New York Mayor Endorses Safe Injection Sites to Curb Fatal Overdoses

By Alfonso Serrano May 04, 2018

Mayor Bill de Blasio on Thursday (May 3) endorsed the opening of four supervised injection sites in New York City in an effort to stem the tide of fatal overdoses, which claimed 1,441 lives last year.

Mayor de Blasio backed the injection sites after an unreleased study by Weill Cornell Medical College concluded that four injection sites located throughout the city would prevent 130 overdose deaths per year, while saving New York City an estimated $7 million in health care costs.

"After a rigorous review of similar efforts across the world, and after careful consideration of public health and safety expert views, we believe overdose prevention centers will save lives and get more New Yorkers into the treatment they need to beat this deadly addiction," de Blasio said in a tweeted statement.

Black and Latinx community leaders, in addition to medical professionals and drug policy reformers, celebrated the announcement as a victory for communities of color that have experienced a disproportionate level of criminalization in the ongoing war on drugs.

"We know that safer consumption spaces are an evidence-based solution that can help dramatically in saving lives, reducing criminalization and improving public health," Kassandra Frederique, New York state director at reform-minded organization Drug Policy Alliance, said in a statement. "New York can and must be a leader now in saving lives by opening safer consumption spaces swiftly."
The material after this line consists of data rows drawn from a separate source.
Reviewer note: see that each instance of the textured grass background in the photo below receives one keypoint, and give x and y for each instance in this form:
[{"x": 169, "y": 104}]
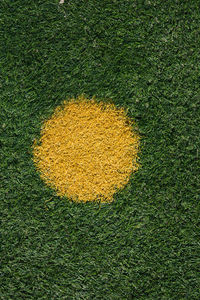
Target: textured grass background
[{"x": 144, "y": 55}]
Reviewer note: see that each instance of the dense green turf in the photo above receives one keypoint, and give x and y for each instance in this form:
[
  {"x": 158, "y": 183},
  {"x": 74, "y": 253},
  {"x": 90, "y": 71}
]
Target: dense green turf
[{"x": 144, "y": 55}]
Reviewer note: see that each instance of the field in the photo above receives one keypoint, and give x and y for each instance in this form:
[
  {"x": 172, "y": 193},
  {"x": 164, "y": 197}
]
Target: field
[{"x": 143, "y": 56}]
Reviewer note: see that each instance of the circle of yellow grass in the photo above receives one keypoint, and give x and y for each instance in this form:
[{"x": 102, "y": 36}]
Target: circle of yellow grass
[{"x": 87, "y": 150}]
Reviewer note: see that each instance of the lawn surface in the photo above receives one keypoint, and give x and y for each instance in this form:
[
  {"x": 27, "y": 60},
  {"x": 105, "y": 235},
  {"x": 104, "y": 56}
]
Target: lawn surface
[{"x": 144, "y": 56}]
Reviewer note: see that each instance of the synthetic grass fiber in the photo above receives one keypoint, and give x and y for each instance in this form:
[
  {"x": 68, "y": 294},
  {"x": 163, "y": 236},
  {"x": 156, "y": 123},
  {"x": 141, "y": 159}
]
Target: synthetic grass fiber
[
  {"x": 87, "y": 150},
  {"x": 142, "y": 56}
]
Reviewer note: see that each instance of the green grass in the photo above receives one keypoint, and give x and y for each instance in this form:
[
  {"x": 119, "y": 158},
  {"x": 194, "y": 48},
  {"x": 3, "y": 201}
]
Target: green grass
[{"x": 144, "y": 55}]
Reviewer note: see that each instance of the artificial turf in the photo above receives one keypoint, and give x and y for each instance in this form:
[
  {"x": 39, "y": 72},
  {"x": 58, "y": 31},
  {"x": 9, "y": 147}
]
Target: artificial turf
[{"x": 144, "y": 56}]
In New York City, someone dies of a drug overdose every seven hours. Last year’s 1,441 deaths represented the highest death toll on record—with overdose deaths surpassing the amount of fatalities attributed to suicide, homicide and motor vehicle accidents combined, according to the New York City Department of Health

The four proposed sites would operate as pilot programs during the first year. Besides offering a safe, supervised space for people to inject drugs, the centers would offer drug users a range of counseling and health services.

But the injection sites are by no means a done deal. On Thursday, de Blasio sent a letter to state officials announcing his intention to open the centers. The plan must be backed by the State Department of Health, which is controlled by Governor Andrew Cuomo. At press time, Cuomo has not publically stated if he supports the plan. If Albany approves the sites, they would open after a 6 to 12 month period. But even with state support, the sites would violate federal laws, which prohibit the use of narcotics and premises that sustain narcotics use.
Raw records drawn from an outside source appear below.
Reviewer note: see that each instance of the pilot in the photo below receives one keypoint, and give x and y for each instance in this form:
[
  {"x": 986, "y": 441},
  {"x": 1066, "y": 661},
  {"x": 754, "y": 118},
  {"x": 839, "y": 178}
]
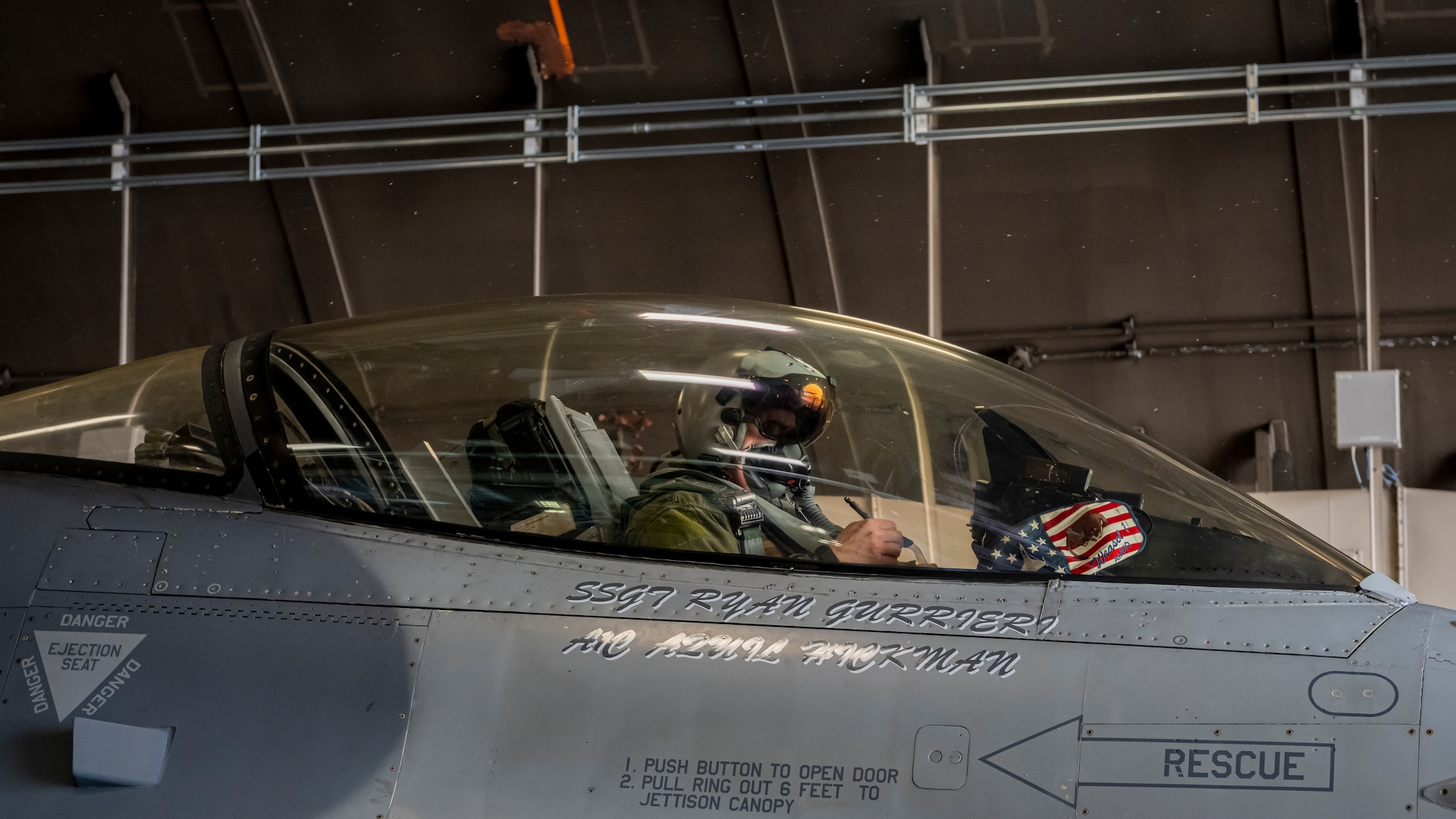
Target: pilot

For decades, safe injection sites in Europe have reduced deaths and the spread of infectious deseases. In light of that success, and spurred by the unprecedented opioid crisis in the United States, several cities have recently announced plans to open injection sites. In February, the San Francisco Health Commission announced plans to open two sites by July. And Philadelphia officials announced in January the city will establish a medical supervised facility. 

The announcement comes after years of pressure from Black and Latinx community leaders, medical health professionals and former City Council members.

"If we want to save lives, reduce criminalization and end racial disparities, we need comprehensive, innovative and forward-thinking approaches like safer consumption spaces," Frederique said last week during a City Hall rally demanding de Blasio support safe consumption spaces.